Robust Document Image Binarization Technique for Degraded Document Images
Subba Rao Nasina1, A Suman Kumar Reddy2
Citation : Subba Rao Nasina,A Suman Kumar Reddy, Robust Document Image Binarization Technique for Degraded Document Images International Journal of Innovative Research in Electronics and Communications 2015, 2(5) : 35-44.
Libraries and archives around the world store an abundance of old and historically important documents and manuscripts. These documents accumulate a significant amount of human heritage over time. Segmentation of text from badly degraded document imagesis a very challenging task due to the high inters/intravariation between the document background and the foreground text of different document images. In this paper, we propose a novel document image binarization technique that addresses these issues by using adaptive image contrast. The adaptive image contrast is a combination of the local image contrast and the local image gradient that is tolerant to text and background variation caused by different types of document degradations.
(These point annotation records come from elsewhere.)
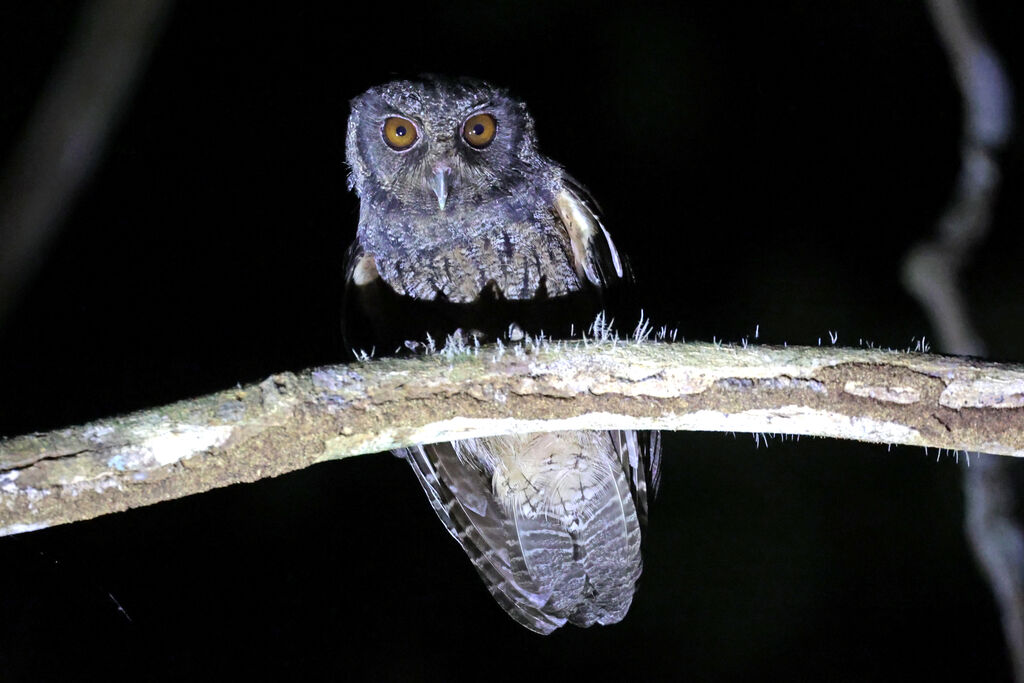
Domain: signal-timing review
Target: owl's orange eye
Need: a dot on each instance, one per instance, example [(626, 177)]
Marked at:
[(479, 130), (398, 133)]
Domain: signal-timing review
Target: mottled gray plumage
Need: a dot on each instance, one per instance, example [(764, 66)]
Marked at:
[(460, 211)]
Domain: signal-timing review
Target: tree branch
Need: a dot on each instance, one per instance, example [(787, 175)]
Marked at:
[(291, 421)]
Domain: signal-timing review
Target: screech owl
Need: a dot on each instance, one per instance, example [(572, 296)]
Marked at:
[(464, 224)]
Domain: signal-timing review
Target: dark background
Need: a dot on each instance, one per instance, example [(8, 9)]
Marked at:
[(761, 165)]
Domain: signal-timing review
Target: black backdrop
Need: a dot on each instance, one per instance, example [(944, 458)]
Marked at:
[(762, 166)]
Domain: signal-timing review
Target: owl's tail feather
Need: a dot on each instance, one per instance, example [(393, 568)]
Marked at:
[(460, 494), (607, 544)]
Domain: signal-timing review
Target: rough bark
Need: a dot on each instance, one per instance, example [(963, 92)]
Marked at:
[(291, 421)]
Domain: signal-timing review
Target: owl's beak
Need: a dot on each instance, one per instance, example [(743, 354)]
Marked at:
[(439, 184)]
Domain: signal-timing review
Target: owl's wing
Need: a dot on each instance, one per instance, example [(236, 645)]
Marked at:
[(594, 254)]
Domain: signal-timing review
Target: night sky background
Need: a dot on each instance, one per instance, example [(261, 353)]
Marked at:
[(762, 166)]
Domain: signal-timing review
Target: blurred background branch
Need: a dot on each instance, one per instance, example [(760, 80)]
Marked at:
[(931, 272), (69, 129)]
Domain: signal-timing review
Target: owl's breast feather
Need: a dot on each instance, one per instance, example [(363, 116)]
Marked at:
[(457, 255)]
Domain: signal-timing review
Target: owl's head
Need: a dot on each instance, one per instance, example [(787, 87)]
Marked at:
[(431, 144)]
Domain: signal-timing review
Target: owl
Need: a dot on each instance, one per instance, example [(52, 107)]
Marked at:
[(464, 225)]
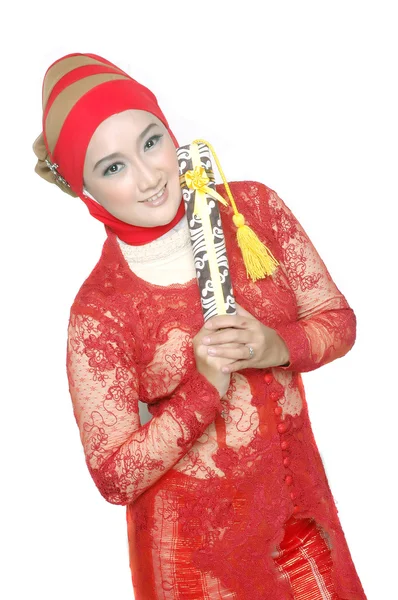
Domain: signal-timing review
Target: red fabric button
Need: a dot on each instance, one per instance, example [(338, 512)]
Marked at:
[(282, 427)]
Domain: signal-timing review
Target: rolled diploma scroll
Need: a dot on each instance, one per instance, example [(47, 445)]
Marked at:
[(205, 226)]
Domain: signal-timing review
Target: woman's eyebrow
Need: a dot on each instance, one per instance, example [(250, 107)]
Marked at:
[(116, 154), (147, 130), (106, 158)]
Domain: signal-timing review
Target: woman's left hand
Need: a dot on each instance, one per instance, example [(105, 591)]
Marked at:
[(241, 332)]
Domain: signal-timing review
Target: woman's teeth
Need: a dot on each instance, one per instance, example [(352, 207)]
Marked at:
[(158, 195)]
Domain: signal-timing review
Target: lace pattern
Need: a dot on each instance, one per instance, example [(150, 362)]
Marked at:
[(209, 482)]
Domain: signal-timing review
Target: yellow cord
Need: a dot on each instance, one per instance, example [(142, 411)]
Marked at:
[(259, 260)]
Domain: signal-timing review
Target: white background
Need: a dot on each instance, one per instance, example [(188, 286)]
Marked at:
[(299, 95)]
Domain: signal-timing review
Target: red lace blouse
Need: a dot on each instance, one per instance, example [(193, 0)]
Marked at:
[(209, 483)]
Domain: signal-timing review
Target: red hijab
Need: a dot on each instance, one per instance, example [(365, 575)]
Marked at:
[(80, 91)]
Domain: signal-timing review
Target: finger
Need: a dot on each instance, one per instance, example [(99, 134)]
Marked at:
[(239, 365), (227, 321), (236, 352), (227, 336), (242, 312)]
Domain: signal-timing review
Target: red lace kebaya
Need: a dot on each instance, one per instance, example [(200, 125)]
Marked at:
[(212, 485)]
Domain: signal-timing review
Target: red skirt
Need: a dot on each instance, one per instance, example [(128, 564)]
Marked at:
[(304, 560)]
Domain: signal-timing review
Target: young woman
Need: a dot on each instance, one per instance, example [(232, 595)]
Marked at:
[(226, 494)]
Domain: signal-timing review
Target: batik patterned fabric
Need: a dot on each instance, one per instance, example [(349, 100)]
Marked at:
[(208, 483), (207, 236)]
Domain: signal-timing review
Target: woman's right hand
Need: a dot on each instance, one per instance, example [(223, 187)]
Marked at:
[(210, 366)]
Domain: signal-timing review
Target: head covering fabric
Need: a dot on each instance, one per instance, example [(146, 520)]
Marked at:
[(80, 91)]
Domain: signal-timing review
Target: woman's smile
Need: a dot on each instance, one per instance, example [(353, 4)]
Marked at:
[(157, 199)]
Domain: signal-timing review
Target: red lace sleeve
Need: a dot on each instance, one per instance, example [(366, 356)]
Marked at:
[(123, 457), (326, 325)]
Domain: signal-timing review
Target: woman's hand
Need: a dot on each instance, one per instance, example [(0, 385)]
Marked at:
[(231, 336), (209, 366)]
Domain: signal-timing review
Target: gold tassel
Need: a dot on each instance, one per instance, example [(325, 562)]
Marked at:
[(258, 259)]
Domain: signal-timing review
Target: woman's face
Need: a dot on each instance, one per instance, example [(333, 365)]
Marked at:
[(131, 169)]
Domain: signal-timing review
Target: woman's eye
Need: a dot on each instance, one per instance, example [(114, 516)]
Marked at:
[(112, 169), (152, 142)]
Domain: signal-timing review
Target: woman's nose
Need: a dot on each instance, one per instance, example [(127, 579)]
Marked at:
[(147, 177)]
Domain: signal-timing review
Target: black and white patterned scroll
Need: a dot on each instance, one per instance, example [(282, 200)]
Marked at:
[(210, 305)]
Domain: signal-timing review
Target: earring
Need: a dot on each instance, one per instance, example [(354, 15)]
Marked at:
[(53, 168)]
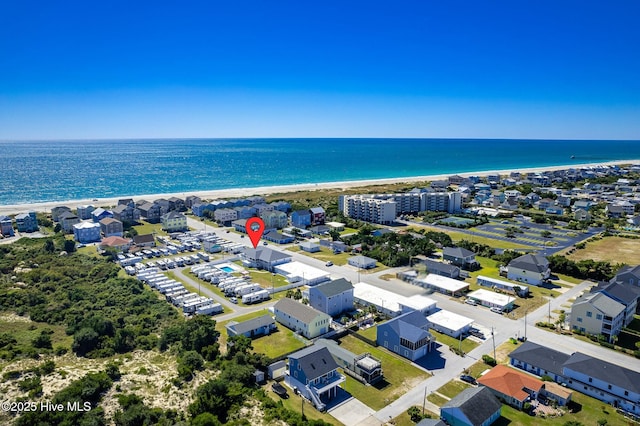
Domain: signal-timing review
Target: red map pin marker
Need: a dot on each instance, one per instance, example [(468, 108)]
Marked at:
[(255, 229)]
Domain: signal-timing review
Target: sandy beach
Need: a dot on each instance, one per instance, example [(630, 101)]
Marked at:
[(267, 190)]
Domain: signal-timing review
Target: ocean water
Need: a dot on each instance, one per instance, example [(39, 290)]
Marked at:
[(41, 171)]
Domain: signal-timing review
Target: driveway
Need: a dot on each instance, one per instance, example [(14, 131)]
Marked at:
[(352, 412)]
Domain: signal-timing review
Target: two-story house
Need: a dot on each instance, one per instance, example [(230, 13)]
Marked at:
[(86, 232), (6, 226), (300, 318), (314, 373), (597, 314), (174, 222), (407, 335), (111, 227), (459, 256), (333, 297)]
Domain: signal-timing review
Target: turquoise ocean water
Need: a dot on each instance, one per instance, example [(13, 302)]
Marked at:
[(41, 171)]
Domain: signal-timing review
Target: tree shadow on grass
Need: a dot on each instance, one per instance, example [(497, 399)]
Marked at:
[(574, 407)]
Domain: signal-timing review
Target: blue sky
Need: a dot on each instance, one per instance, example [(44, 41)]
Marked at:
[(459, 69)]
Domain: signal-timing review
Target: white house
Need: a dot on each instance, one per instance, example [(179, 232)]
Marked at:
[(529, 268)]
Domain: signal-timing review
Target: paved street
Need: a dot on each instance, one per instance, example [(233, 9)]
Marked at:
[(444, 365)]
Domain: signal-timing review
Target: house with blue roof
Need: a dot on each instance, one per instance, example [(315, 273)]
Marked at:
[(314, 374), (407, 335)]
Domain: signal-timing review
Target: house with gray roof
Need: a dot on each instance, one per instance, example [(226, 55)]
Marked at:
[(607, 382), (333, 297), (264, 258), (460, 257), (260, 326), (442, 269), (539, 360), (300, 318), (472, 407), (597, 314), (314, 373), (529, 268), (407, 335), (622, 293)]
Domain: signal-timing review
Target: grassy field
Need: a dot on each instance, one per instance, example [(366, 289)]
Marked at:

In the proposed technique, an adaptive contrast map is first constructed for an input degraded document image. The contrast map is then binarized and combined with Canny's edge map to identify the text stroke edge pixels. The document text is further segmented by a local threshold that is estimated based on the intensities of detected text stroke edge pixels within a local window. The proposed method is simple, robust, and involves minimum parameter tuning. It has been tested on three public datasets that are used in the recent document image binarization contest (DIBCO) 2009 & 2011 and handwritten-DIBCO 2010 and achieves accuracies of 93.5%, 87.8%, and 92.03%, respectively that are significantly higher than or close to that of the best performing methods reported in the three contests. Experiments on the Bickley diary dataset that consists of several challenging bad quality document images also show the superior performance of our proposed method, compared with other techniques.